Londra, arrestato un 18enne. E si teme un «imminente» nuovo attacco

C’è un arresto per l’attentato di ieri nella metropolitana di Londra, che ha fatto salire in tutto il Regno Unito l’allarme anti-terrorismo a livello massimo. La polizia britannica ha reso noto che è stato fermato un ragazzo di 18 anni, a Dover. 

Il giovane arrestato presto trasferito a Londra

Il giovane è stato arrestato dalla polizia del Kent, nella zona del porto della cittadina sulla Manica. Secondo gli inquirenti, stava cercando di imbarcarsi su un traghetto per lasciare la Gran Bretagna. Il particolare è stato divulgato dal Guardian, che ha ricordato come lo Stato Islamico ha già usato in passato questo porto per far entrare e uscire persone dal Paese, dal momento che la sicurezza per l’imbarco sui traghetti di Dover viene considerata molto debole. Il fermato è stato portato nel commissariato locale in attesa di essere trasferito a Londra. «Si ritiene che l’uomo arrestato a Dover sia lo stesso che ha piazzato l’ordigno esploso nella metropolitana», ha poi informato la Bbc.

Blitz e perquisizioni nel Surrey

Oltre all’arresto di Dover, la polizia ha effettuato anche perquisizioni a Sunbury-on-Thame, una cittadina di 28mila abitanti nella contea del Surrey, non lontano dall’aeroporto di Heathrow.
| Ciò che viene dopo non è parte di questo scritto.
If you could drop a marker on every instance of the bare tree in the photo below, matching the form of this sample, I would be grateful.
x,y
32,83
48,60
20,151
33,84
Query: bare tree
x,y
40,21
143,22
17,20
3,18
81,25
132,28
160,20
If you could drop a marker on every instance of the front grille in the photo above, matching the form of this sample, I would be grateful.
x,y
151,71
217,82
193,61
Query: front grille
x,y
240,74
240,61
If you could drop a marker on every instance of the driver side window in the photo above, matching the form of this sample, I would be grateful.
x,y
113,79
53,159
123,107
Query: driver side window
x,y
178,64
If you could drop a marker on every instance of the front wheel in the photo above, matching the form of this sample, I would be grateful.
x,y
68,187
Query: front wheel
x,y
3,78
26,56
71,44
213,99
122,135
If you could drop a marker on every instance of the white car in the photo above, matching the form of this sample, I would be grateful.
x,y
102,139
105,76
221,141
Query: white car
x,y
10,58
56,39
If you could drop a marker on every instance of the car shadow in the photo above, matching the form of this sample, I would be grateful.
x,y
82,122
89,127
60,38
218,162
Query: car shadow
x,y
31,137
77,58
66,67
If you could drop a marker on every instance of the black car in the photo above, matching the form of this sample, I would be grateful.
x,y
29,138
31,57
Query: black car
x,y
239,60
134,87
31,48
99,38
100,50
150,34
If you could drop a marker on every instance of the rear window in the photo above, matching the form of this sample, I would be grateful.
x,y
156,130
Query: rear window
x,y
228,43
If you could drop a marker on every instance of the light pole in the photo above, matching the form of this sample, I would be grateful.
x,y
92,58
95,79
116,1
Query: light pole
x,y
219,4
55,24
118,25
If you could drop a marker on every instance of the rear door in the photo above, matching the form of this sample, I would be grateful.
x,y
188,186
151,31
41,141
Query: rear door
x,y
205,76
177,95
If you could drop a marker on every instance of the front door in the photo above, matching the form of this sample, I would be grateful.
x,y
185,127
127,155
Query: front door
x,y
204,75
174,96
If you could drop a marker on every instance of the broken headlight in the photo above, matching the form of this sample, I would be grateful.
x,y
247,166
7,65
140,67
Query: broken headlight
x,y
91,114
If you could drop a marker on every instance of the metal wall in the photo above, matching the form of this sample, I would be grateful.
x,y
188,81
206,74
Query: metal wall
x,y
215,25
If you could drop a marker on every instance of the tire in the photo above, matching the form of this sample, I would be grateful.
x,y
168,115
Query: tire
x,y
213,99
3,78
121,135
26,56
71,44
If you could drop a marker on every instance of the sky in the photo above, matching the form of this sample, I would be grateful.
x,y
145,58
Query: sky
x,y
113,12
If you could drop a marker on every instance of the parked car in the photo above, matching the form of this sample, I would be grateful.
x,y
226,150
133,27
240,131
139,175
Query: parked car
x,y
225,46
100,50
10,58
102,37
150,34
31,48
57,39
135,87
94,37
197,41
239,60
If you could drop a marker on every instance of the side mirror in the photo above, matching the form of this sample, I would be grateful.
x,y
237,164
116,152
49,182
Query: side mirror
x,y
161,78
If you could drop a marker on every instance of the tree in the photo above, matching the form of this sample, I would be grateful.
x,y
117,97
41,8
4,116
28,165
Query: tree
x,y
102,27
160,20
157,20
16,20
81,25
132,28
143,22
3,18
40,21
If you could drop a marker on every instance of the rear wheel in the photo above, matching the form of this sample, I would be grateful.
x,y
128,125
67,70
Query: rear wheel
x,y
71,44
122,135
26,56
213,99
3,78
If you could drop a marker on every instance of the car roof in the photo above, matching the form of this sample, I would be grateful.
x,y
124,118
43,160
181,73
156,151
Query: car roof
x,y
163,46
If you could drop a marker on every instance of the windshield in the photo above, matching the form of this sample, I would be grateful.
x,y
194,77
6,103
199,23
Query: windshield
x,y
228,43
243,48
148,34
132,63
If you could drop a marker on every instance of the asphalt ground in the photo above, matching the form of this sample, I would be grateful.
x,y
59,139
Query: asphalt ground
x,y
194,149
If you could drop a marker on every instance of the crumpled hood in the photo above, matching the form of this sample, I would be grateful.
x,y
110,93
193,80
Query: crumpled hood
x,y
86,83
Secondo le prime informazioni, i vicini dell’abitazione oggetto di perquisizioni sono stati fatti evacuare in via precauzionale. Una misura che ha interessato anche i residenti dell’area di Cavendish Road, mentre tutta la zona è stata chiusa su un’area di 100 metri attorno all’abitazione perquisita.

Per la polizia ci sono dei complici

«Questa mattina abbiamo fatto un importante arresto nell’ambito della nostra inchiesta, ma pur essendo compiaciuti dei progressi fatti, l’indagine continua e il livello di allarme rimane al livello critico», ha commentato Neil Basu, uno dei responsabili dell’anti-terrorismo britannico. «La gente deve continuare a rimanere vigile mentre i nostri agenti continuano a lavorare a questa indagine complessa», ha aggiunto. Dunque, il lavoro degli inquirenti va avanti: in una intervista alla Bbc anche il ministro della Sicurezza britannico, Ben Wallace, aveva parlato della possibilità che dietro l’attacco vi fosse più di una persona. «Dobbiamo andare fino in fondo e seguire ogni pista», aveva detto. Anche il vicecapo della polizia e responsabile dell’anti-terrorismo, Mark Rowley, aveva parlato di «sospetti».

L’appello a «chiunque abbia informazioni»

La polizia britannica ha anche rivolto un appello affinché chiunque abbia informazioni, immagini o video relativi all’attacco terroristico alla stazione della metropolitana di Londra di Parsons Green contatti immediatamente le autorità. Nella giornata di ieri gli inquirenti hanno ascoltato 45 testimoni ed acquisito 77 video e immagini. Centinaia di agenti sono stati messi subito al lavoro sulle riprese delle telecamere, analizzando ore di filmati. «Chiunque abbia informazioni è invitato a chiamare il numero verde dell’antiterrorismo o il numero delle emergenze», è stata la richiesta della polizia, che ha anche invitato «chiunque abbia immagini o video dell’attacco è esortato a scaricarli sui sito della polizia www.ukpoliceimageappeal.co.uk per essere analizzati dagli inquirenti».

Un altro attacco «potrebbe essere imminente»

Intanto, già nella serata di ieri, il Joint Terrorism Analysis Centre ha deciso di portare a «critico» il livello di allarme anti-terrorismo nel Paese. Si tratta del più alto possibile, che contempla anche il fatto che un nuovo attacco «potrebbe essere imminente». La misura, annunciata dalla premier Theresa May, è la stessa adottata dopo l’attentato di Manchester in cui, lo scorso maggio, rimasero uccise 22 persone.